July 31, 2012
My girlfriend’s kitchen. Over the years it has been used to strengthen my body and, more substantially, to nourish my soul. Its walls have eavesdropped on my stories of drama, heart-break, frustration, and victories. The box of tissues on its countertops have faithfully stood at attention, waiting to absorb my sudden, unexpected tears. In addition to the kitchen’s frequent role of providing comforting food and steaming cups of coffee, it has also been the venue of wise counsel humbly dispensed, earnest prayers sincerely offered, and warm hugs eagerly supplied. It has gradually become my haven, the place where my heart runs to find refuge. My girlfriend’s kitchen is like a protected sanctuary in my little village, a place where I can relax, refuel, and be reenergized for another day in the foster care jungle.

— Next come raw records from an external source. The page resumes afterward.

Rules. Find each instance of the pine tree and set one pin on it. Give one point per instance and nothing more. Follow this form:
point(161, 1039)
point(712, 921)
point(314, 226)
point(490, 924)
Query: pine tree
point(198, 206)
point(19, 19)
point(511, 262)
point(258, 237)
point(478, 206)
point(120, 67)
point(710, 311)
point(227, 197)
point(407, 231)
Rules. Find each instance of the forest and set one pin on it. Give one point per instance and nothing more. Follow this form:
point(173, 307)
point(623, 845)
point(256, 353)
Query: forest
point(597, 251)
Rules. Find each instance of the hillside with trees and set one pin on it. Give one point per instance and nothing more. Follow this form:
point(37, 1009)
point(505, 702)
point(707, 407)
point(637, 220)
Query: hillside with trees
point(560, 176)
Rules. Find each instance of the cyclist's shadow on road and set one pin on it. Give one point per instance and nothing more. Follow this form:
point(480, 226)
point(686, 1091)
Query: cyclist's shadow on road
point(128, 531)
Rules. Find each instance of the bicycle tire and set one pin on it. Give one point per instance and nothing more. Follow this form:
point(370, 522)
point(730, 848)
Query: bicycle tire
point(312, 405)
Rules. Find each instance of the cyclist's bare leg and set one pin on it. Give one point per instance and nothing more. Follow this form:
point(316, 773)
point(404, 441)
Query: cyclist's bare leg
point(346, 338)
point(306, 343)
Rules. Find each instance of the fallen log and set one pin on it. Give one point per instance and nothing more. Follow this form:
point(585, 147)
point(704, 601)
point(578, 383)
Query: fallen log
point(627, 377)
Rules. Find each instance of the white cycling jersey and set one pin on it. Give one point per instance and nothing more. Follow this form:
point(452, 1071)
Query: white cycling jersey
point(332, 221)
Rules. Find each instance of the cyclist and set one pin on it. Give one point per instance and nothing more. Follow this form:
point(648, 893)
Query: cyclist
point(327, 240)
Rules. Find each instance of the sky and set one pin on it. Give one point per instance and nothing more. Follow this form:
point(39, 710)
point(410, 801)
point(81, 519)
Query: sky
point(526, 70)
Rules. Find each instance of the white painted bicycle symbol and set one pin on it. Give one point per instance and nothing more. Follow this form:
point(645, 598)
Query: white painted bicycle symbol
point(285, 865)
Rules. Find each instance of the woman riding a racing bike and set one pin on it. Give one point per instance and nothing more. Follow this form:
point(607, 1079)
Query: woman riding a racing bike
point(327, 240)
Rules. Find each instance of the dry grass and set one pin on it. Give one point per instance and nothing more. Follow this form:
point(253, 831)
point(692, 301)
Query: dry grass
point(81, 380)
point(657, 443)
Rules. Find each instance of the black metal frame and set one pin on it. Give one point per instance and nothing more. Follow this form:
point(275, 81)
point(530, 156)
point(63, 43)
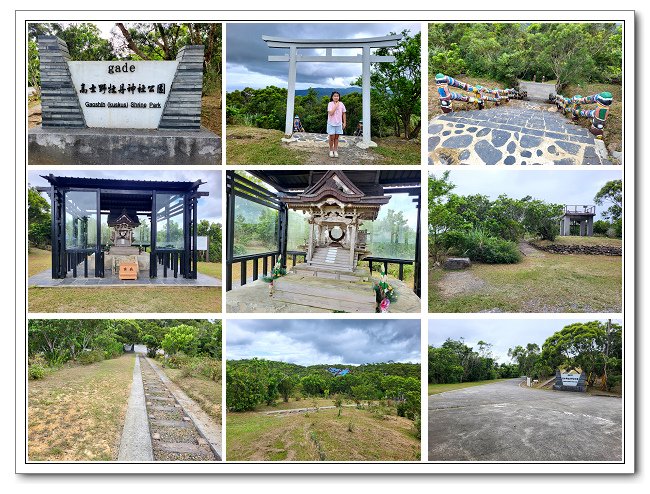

The ancient African proverb accurately and succinctly states: “It takes a village to raise a child.” While I don’t necessarily support the modern-day principles that have been applied to that proverb (i.e., that parents need government-funded programs and so-called early childhood development “experts” to correctly raise well-rounded children), I whole-heartily agree that we as parents need the support, encouragement, and wisdom from others in our community, in our “village.”
July 23, 2012
From her earliest memories, she recognized that she was not quite like other people. Somehow she knew that childhood is supposed to be full of laughter and wonder and joy, yet she experienced none of those things. Mostly she felt lonely, but where was the instruction booklet on how to make friends? Her mother’s tone of voice just then . . . was she being honest or sarcastic? That expression on her classmate’s face . . . what did that mean? While other girls her age were experimenting with make-up and giggling about cute boys, she found herself getting lost in an intriguing sci-fi book or sketching elaborate animals that had human-like faces. Her inability to connect with people left her feeling isolated, but she never could quite figure out what to do about it. Eventually she just accepted the fact that the dark cloud hanging over her life was there to stay.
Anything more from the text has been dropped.